We all know that we come under significant stress and anxiety due to death, divorce, unemployment, property sale and purchase. Surprisingly, purchasing and selling a business is also one of the most anxiety-provoking.

Why is the sale of an IFA business so stressful?

  1. Clients have become friends over the years, and advisors want to ensure that clients are cared for in the future. So, there is a genuine emotional involvement in the sale process.
  2. As a result, Retiring IFAs can become fixated upon their irreplaceability and end up seeking a buyer who doesn’t exist. Time wasted.
  3. Retiring IFAs have worked hard growing their business and want to ensure that they get good value for their endeavours.
  4. Sometimes the IFA seller is not quite sure what they want. Do they want to sell and retire, do they want to sell part and continue and carry-on working, do they want to sell and have a senior management role in the new business? Do they want to sell at all?
  5. Before the RDR, there were few large buyers in the market. Today there are a plethora of choices for the IFA vendor. Sometimes it is challenging for an IFA to understand the differences each consolidator offers. Let us look at the main
    differentials.

Consolidator Overview

Consolidators owned by Private equity firms dominate the market.
IFA business owners, by nature, take the long-term view on behalf of clients. Therefore, they can understand that PE companies generally have a five-year window before selling on their stake or bringing the business to the stock market.
This is a real problem for IFAs because they know that their business will change hands with an inevitable future impact upon their clients. Often IFAs remain with the new company after the sale, and the thought of further changes in the future does not sit comfortably.

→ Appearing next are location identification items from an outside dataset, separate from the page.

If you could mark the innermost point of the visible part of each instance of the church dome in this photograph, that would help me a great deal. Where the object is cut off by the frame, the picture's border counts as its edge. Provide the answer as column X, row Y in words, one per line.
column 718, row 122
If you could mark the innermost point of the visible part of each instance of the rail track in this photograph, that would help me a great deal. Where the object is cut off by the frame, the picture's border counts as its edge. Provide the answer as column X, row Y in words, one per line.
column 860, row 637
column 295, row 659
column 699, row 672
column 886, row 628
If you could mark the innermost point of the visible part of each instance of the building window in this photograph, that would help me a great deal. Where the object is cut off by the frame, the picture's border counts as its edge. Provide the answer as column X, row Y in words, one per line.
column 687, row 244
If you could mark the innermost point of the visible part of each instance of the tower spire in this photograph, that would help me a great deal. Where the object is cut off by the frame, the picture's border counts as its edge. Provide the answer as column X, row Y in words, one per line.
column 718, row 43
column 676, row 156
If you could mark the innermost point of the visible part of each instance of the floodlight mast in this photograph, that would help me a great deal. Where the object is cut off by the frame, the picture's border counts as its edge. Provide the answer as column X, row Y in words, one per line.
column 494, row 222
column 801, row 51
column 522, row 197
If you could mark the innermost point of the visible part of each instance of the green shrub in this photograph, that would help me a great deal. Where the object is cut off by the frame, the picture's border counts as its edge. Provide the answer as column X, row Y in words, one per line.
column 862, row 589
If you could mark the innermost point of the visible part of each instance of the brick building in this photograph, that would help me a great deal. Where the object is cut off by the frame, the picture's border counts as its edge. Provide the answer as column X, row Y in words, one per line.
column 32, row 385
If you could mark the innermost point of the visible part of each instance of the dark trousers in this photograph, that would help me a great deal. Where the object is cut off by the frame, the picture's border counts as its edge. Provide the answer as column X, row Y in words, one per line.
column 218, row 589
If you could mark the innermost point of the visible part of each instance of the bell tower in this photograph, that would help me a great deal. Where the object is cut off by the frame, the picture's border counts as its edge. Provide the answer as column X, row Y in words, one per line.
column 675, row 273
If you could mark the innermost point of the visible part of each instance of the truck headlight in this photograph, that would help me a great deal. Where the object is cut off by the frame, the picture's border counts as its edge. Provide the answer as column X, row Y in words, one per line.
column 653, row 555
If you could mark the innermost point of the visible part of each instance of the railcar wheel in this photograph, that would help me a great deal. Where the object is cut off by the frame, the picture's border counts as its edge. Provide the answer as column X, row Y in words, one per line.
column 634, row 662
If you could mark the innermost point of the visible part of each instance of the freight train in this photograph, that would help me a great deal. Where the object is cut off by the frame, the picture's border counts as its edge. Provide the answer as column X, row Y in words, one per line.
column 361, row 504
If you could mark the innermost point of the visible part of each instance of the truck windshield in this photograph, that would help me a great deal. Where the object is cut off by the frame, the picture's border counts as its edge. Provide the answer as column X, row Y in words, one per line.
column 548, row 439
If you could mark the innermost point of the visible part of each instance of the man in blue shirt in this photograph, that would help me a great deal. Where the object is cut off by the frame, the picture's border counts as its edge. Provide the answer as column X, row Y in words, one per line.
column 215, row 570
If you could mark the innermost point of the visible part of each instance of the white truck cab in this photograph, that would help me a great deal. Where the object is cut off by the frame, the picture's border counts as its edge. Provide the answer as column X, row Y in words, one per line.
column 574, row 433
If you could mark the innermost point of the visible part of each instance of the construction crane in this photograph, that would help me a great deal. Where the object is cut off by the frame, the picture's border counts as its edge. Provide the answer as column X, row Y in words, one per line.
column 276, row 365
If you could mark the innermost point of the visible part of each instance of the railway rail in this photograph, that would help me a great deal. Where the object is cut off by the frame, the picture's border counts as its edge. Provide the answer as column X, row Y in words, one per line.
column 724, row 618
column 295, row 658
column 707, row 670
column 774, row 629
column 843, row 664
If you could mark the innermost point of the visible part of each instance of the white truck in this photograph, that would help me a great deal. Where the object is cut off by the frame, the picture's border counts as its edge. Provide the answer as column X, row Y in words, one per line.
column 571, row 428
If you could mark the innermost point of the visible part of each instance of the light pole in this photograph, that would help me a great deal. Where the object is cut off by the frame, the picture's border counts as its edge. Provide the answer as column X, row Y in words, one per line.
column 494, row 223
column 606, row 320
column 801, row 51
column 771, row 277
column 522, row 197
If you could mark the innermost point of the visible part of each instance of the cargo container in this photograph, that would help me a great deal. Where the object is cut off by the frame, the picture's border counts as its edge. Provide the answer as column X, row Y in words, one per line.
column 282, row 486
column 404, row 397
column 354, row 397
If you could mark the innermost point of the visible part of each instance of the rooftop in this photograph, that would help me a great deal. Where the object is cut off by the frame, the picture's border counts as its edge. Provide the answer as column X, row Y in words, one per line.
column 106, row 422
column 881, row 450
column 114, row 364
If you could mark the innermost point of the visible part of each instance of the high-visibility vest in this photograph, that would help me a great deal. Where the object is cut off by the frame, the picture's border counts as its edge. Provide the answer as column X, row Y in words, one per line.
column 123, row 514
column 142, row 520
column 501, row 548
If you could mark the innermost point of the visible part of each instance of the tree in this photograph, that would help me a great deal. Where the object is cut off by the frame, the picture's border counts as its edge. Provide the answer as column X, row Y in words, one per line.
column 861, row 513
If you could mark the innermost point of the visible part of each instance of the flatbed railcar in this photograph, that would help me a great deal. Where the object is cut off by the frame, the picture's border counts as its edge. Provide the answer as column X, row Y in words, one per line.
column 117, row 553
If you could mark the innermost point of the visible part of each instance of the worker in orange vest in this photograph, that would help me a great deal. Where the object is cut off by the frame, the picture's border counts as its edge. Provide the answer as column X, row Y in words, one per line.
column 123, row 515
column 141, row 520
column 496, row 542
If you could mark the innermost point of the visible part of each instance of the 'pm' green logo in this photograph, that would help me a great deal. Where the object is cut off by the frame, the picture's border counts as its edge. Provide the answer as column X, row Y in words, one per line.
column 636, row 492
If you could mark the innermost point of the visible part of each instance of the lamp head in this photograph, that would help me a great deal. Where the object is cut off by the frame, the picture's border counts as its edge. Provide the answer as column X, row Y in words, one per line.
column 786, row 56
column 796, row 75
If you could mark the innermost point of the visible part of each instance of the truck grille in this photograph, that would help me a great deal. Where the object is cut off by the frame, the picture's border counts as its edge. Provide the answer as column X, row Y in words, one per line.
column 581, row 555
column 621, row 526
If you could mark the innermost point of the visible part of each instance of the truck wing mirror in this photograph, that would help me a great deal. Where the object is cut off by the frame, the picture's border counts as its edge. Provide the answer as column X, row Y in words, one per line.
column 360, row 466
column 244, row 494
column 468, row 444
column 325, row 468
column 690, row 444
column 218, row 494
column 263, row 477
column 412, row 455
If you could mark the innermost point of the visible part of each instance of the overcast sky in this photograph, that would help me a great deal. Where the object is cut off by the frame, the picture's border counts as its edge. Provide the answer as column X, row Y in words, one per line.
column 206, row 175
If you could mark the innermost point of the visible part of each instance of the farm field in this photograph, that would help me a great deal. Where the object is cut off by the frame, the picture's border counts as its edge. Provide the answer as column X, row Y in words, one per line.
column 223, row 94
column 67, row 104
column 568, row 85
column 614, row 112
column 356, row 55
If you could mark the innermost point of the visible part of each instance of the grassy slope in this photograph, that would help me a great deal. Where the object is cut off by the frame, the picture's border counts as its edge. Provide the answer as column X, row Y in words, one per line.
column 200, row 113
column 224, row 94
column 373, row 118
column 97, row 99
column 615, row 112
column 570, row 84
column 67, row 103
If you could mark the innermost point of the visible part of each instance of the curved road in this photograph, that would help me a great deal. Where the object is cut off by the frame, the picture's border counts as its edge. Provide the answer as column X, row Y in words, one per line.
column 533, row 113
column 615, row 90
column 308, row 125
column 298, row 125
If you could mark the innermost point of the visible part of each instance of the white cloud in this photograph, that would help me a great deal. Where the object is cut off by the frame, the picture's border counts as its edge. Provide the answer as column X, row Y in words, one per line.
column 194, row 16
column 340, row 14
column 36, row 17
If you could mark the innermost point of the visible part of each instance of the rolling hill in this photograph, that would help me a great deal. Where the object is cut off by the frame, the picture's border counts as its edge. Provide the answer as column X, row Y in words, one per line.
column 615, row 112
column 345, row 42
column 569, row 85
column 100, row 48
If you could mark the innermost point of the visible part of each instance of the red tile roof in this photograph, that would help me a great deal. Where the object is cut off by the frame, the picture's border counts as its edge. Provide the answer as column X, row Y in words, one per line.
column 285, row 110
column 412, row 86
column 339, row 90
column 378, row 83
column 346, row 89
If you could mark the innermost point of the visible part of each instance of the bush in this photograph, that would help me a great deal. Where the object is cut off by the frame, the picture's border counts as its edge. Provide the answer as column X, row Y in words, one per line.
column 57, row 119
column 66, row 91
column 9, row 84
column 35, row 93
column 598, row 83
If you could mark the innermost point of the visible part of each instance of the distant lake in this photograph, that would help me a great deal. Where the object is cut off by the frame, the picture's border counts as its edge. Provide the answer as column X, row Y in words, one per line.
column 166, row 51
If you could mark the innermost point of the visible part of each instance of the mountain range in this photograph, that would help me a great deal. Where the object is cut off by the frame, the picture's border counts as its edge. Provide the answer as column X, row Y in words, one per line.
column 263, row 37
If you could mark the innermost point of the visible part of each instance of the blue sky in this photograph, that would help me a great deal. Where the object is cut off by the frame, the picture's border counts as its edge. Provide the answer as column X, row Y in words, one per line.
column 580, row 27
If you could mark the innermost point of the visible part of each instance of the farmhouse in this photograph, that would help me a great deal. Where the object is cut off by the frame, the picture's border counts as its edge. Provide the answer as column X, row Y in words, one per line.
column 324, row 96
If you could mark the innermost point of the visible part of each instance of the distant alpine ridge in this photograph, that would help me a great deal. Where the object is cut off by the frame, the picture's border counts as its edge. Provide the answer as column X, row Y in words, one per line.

That said, consolidators do differ significantly.
Some focus upon smaller IFAs, one man/woman band type operations of which there are many. Such a consolidator with a small IFA focus may prove more attractive to a smaller IFA who perhaps feels that the acquirer better understands their needs and the needs of their clients.

Most consolidators, however, focus on buying up significant assets under influence and therefore focus upon larger businesses.

Larger IFA businesses tend to sell on an EBITDA basis rather than traditional multiple valuations. It is not uncommon to be offered up to 9 x EBITDA for such a business, depending upon if the business owners stay with the company and contribute to the growth of the new business. Generally, an indicative offer for a more significant business with staff remaining on board is higher than a small retiring IFA.

Another consolidator option is the ‘deferred buyout’.
In my experience, this can produce the greatest reward for retiring IFAs or IFAs seeking to find a long-term business partner in an ever-complex business sector.

A deferred buy out could pay up to 14 x EBITDA over time.
The downside to this option is time. Payment for the IFA vendor is not made until a future agreed upon date, which often coincides with most of their clients having been transferred to the buyer’s investment platform. It demands a great deal of confidence in the buyer to commit to such a contract, but it can be an excellent option for the retiring IFA.

Finally

Don’t go it alone (but also not with a crowd)
There is a reason to engage a third-party consultant for any M&A deal.
Without a specialist advisor fighting your corner, and I mean that in the singular. I often see buyers and sellers of businesses engaging multiple mediators who promise too much and deliver very little. With scant professional reputation at stake, they say anything to try to make a commission.
Suppose you sell at the wrong price to an inappropriate buyer. Trust instead to professionals who have skin in the game.
Find an adviser with integrity and proven experience in significant deals, and you can trust your future to them and them alone.
Unpicking businesses’ prospects and brokering deals are highly involved processes, but a firm can only commit to you as much as you commit to them.

You will agree that there is a great deal of complexity in the IFA sale process, certainly much more than we could write in the confines of this article.
Is it a small wonder that the sale of a business is one of the most significant stress points in one’s lifetime? Don’t go through the process blindfolded but rather, appoint a professional advisor today to see you through and find the best solution to meet your personal needs.